O.K. so you peaked my interest. figured with ten messages your problem would have been solved.
According to what I can discern from your postings, the wire count and whatnot are correct. I can't solve the problem, but, if I describe the correct wiring, maybe that will allow you to figure it out from there.
Somewhere along the line you should have this:
Box A - home run or hot wire B, W, Gnd. Also there should be some, I'll say, 14-3 with a B,R,W and Gnd. These wires are connected as follows:
Gnd to other gnds in box, W to W's in box (particularly the W of the 14-3), B to Common terminal on 3-way switch. From the switch you should have B of the 14-3 on one load terminal and R on the other.
Box B - Should have B,R,W, and Gnd from Box A and a B,W, and Gnd to the light. From the 14-3, the B on one load terminal and R on the other of the switch (just as on the switch in Box A). The common should have the B to the light on it. W from 14-3 to W to the light, Gnd to gnd.
To troubleshoot I would disconnect all the wires in each box making sure there is no power to the wires in either switchbox. Find which is the hot wire in Box A. Then, a little trick for those with short tester leads, twist the red and black together at Box A. Then using an ohmmeter, test for continuity on the all black wires (that you said you had in one of your boxes) in box B. This should tell you which pair are the black and red in the second box when you get a zero reading on a pair.

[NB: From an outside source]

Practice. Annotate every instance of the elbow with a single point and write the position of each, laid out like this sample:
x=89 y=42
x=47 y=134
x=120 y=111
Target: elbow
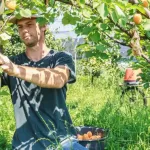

Or you can hook the hot from box A to one of each of the wires in turn and test for power at the second box. This should tell you exactly which wire is which.
Once wires are i.d'd wire as above. hope this helps.
I finally solved the problem with my 3-way switch!!!
After letting the wires and bad karma just hang out for a while, ok so it has been over a month...I decided last night to have another look. I put both switches back in, go to hook up the old fixture and I decide, maybe lets try the new fixture instead.
So I hook up the new fixture and for some reason it works!!!!! Strangest thing... I think it must have been my wife asking me if the fixture was the problem.
Of course being the smart guy I am, I had tested it previously... seemed ok, continuity where there should be and all that good stuff.
Good thing I didn't tear oout walls and wiring...
I guess I'll listen to her a bit sooner next time... :)
Thanks all,
David (basking under the new hall light!)